The Ipsos poll also looks into Canadians’ perspectives on healthcare funding and privatization. A notable portion of respondents advocates for increased federal funding to provinces, urging greater autonomy in healthcare expenditure decisions. However, sentiments regarding the efficacy of increased funding as a sole remedy for healthcare woes remain tepid, highlighting the need for enhanced transparency and accountability in resource allocation.

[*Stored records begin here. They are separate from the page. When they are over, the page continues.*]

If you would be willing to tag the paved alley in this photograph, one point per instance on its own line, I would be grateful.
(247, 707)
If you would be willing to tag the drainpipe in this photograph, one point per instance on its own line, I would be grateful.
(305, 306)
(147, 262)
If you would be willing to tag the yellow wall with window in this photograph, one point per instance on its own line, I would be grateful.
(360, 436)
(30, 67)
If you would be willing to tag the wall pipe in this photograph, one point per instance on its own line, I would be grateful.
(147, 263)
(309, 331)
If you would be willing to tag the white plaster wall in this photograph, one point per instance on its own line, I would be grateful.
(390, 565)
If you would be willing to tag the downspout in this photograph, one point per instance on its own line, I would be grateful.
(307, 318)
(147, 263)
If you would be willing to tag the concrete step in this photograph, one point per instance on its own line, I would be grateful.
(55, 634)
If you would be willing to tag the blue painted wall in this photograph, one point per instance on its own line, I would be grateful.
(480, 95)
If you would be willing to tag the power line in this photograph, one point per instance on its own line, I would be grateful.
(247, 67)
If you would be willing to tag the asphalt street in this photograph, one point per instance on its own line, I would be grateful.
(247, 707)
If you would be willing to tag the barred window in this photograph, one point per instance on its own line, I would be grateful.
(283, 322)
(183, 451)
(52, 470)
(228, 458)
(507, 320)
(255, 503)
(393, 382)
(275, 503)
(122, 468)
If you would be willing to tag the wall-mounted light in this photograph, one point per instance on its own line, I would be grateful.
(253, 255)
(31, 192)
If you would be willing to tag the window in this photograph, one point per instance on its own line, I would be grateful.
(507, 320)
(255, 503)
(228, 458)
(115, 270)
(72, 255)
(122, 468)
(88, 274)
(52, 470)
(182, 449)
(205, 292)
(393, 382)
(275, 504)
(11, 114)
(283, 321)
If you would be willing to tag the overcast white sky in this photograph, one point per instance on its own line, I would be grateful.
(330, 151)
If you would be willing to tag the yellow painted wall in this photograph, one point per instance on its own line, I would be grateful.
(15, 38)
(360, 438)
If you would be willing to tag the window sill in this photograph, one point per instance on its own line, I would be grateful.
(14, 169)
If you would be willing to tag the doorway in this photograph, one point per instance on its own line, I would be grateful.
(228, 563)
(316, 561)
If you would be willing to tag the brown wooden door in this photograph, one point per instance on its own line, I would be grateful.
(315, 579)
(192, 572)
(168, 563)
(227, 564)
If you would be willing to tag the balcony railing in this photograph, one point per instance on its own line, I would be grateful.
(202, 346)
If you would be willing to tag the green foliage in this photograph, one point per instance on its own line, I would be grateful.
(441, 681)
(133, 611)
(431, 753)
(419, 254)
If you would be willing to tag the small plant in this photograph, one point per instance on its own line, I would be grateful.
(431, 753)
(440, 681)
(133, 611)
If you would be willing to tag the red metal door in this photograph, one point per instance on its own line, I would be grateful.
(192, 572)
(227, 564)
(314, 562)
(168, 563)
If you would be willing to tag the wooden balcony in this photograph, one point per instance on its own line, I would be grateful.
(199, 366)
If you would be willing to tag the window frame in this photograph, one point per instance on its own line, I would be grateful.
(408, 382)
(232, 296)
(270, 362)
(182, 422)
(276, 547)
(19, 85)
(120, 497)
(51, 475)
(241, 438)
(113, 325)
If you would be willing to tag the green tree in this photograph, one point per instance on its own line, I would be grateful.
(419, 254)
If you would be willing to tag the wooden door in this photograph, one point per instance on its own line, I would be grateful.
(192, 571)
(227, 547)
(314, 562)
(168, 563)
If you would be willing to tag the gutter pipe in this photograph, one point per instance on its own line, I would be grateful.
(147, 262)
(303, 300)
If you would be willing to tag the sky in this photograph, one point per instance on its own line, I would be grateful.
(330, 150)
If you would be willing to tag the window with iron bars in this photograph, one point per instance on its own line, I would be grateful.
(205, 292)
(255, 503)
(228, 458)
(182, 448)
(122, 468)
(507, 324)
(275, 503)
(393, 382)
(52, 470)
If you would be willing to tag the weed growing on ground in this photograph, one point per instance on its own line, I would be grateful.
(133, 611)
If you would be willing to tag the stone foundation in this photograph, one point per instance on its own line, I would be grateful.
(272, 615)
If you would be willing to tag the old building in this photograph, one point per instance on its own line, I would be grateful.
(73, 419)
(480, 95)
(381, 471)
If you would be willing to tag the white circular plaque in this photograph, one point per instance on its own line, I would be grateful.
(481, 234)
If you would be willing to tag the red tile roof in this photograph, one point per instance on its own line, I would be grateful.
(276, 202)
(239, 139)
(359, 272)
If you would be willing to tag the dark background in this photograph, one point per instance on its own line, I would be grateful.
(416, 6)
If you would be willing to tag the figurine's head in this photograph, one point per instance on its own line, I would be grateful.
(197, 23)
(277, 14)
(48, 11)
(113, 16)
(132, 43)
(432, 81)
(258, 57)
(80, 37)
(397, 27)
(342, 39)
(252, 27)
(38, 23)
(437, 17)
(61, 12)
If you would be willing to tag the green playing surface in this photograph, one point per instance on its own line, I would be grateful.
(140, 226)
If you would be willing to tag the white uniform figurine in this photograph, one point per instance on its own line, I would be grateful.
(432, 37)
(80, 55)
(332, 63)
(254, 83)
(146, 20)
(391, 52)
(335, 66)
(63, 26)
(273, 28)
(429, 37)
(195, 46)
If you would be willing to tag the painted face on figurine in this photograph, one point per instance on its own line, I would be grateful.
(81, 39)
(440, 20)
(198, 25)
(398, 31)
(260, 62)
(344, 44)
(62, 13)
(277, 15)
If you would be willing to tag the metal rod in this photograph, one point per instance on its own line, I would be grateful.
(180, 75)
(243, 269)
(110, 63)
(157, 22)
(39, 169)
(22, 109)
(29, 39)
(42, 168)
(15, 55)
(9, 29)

Furthermore, the poll reveals shifting attitudes towards healthcare privatization, particularly in Ontario, where discussions about expanding private healthcare services have gained traction. While the majority of respondents express support for privately funded healthcare options, apprehensions persist regarding the equitable distribution of services and potential ramifications on the public healthcare system’s integrity.

Ontario’s initiatives to facilitate private delivery of select healthcare services have sparked debates surrounding the optimal balance between public and private healthcare provisioning. Despite growing acceptance of privately funded healthcare solutions, skepticism lingers regarding the long-term implications of an expanded private healthcare landscape.

In light of technological advancements, the poll indicates a widespread endorsement of virtual healthcare services, showcasing the newfound appreciation for telemedicine promoted by the pandemic. With a majority of Canadians advocating for the expansion of virtual care options, there is a growing recognition of its potential to enhance healthcare accessibility and streamline service delivery.

The Ipsos poll offers valuable insights into Canadians’ evolving healthcare preferences and priorities, urging policymakers to heed public sentiments in shaping future healthcare policies and initiatives. As the nation works through its healthcare challenges, leading to a collaborative and inclusive approach to healthcare reform remains imperative in ensuring equitable access to quality healthcare services for all Canadians.